Milli Mücadele öncesi Çukurova bölgesinde yaşanan işgal ve zulüm günleri, Adana'da koruma altına alınan tarihi bir yapıyla yeniden gün yüzüne çıktı. Kozan Belediyesi, 1915 olaylarına dair uluslararası iddialara cevap niteliği taşıyan ve katliamın en somut delillerinden biri olan fırın tarihi gerçekleri yerli ve yabancı ziyaretçilerin hafızasına kazıyor.
Adanalıların hafızasında derin izler bırakan olayların merkezinde, Fransız işgali sırasında silahlandırılan Ermeni gruplar yer alıyor.

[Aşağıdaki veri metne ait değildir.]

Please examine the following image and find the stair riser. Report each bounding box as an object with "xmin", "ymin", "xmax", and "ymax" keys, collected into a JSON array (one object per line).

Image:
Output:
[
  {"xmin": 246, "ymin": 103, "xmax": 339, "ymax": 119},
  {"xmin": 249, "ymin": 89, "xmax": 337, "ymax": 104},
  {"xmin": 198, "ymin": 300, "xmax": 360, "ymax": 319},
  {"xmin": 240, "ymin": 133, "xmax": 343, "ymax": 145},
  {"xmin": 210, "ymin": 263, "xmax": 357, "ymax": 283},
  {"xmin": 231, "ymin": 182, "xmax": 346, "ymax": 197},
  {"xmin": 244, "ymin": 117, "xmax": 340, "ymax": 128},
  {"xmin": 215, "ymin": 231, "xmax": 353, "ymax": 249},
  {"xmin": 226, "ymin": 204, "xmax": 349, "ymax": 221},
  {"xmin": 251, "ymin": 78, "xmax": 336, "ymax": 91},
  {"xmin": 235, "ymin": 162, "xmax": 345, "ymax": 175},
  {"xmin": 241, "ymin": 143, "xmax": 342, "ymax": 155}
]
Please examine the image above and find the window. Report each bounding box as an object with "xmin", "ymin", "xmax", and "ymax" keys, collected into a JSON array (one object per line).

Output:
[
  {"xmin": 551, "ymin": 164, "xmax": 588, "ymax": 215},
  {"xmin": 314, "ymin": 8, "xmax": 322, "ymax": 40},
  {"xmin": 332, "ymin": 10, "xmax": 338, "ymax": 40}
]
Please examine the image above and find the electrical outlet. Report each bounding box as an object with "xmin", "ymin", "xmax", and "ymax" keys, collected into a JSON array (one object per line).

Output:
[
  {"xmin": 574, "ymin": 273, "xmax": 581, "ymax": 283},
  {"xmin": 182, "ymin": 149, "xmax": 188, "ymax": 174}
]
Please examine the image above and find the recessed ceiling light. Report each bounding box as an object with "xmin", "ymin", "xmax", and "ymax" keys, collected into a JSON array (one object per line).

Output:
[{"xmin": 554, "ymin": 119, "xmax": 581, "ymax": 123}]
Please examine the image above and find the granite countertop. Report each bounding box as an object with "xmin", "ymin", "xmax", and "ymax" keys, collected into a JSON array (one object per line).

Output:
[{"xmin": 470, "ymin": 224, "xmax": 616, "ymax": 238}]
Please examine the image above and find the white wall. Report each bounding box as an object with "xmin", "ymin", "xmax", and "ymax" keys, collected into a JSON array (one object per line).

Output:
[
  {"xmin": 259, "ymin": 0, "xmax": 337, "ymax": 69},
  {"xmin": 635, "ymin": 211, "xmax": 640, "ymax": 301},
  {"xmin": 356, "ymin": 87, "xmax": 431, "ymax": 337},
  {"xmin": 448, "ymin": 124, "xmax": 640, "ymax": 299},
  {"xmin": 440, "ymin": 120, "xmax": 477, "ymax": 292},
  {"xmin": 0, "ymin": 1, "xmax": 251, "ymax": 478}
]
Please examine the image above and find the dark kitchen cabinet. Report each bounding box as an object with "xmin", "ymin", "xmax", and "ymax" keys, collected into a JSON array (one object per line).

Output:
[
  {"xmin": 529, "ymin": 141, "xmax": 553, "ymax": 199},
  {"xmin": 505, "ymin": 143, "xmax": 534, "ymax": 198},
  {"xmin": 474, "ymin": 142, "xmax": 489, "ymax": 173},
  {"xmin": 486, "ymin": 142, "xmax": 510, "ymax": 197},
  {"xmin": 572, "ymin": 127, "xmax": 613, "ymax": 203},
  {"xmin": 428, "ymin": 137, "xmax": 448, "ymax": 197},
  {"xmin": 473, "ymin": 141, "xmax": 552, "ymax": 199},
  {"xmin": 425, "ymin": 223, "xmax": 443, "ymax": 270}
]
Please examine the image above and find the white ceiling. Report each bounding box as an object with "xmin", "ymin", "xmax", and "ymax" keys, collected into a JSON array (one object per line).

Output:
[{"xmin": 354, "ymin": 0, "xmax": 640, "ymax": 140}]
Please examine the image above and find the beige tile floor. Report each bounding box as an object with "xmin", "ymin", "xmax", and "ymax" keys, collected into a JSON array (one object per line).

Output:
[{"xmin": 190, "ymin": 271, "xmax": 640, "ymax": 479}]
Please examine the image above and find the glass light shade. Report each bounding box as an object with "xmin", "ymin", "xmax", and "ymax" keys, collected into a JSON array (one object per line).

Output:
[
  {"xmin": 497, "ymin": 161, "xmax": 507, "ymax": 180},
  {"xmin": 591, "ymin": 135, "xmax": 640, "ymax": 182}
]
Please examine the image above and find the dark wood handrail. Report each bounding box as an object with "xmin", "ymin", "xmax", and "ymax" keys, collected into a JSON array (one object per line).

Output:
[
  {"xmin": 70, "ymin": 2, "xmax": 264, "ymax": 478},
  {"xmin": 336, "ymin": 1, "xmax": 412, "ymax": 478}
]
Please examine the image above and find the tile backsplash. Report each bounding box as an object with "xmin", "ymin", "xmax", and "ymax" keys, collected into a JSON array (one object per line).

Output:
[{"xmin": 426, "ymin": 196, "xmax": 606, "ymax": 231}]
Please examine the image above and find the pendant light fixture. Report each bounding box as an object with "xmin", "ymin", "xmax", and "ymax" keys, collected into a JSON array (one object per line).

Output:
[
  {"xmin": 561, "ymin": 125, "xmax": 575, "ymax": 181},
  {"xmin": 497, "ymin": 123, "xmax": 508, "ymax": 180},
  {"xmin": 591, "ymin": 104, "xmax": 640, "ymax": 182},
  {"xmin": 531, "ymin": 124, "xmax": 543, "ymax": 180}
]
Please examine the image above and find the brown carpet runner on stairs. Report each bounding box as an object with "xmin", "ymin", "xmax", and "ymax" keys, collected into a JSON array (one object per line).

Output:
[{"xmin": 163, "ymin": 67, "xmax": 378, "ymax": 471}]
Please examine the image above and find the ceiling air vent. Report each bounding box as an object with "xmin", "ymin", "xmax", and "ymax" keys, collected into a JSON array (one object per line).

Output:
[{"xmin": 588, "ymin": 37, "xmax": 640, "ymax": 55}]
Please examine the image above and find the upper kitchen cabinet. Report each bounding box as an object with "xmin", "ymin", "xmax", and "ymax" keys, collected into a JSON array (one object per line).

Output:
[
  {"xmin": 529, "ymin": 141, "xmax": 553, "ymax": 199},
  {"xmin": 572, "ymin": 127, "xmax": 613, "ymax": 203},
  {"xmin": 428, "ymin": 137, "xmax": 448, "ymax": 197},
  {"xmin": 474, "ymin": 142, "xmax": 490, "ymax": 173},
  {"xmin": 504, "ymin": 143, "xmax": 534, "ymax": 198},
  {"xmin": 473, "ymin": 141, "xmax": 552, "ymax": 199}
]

Tarihi kayıtlara göre; işgal döneminde Kozan'da tutuklanan Türkler, göstermelik yargılamaların ardından bu fırınlara atılarak topluca infaz edildi. İnsanlık dışı uygulamaların yaşandığı fırınlarda, katliamın ardından ekmek üretimi tamamen durdu. Yıllarca atıl kalan ve vahşetin sessiz tanığı olan bu yapı, bölgede yaşananların unutulmaması için özel bir alana dönüştürüldü.

Vahşetin arka planında, Fransızların bölgedeki askeri yetersizliği yatıyor. Suriye ve Lübnan'ı işgal ettikten sonra Torosları aşarak Adana, Hatay ve Mersin'e giren Fransız ordusu, geniş coğrafyayı kontrol etmekte zorlanınca 'Kamovar' adı verilen Ermeni lejyonlarını devreye soktu.
Savaş öncesinde eşkıyalık yapan, işgal sürecinde ise Fransız üniformasıyla yetkilendirilen bu gruplar, özellikle savunmasız Türk köylerinde terör estirdi. Arap isyancılarla da işbirliği yapan bu çetelerin, sivil halka yönelik tecavüz ve kafa kesme gibi ağır suçlar işlediği tarihi belgelere yansıdı.
Uluslararası arenada Türkiye aleyhine yürütülen lobi faaliyetlerine karşı bir belge niteliği taşıyan fırın, Prof. Dr. Yusuf Halaçoğlu'nun hazırladığı metinlerle tanıtılıyor. Girişe asılan Türkçe ve İngilizce tabelalarda, hem Hocalı'da hem de Anadolu'da yaşanan süreç detaylandırılıyor. O dönemden kalan tek yapı olan fırın tarihi bir vesika olarak korunuyor. Fırının özellikle Ermeni Soykırımı yalanına somut bir cevap olduğu belirtiliyor.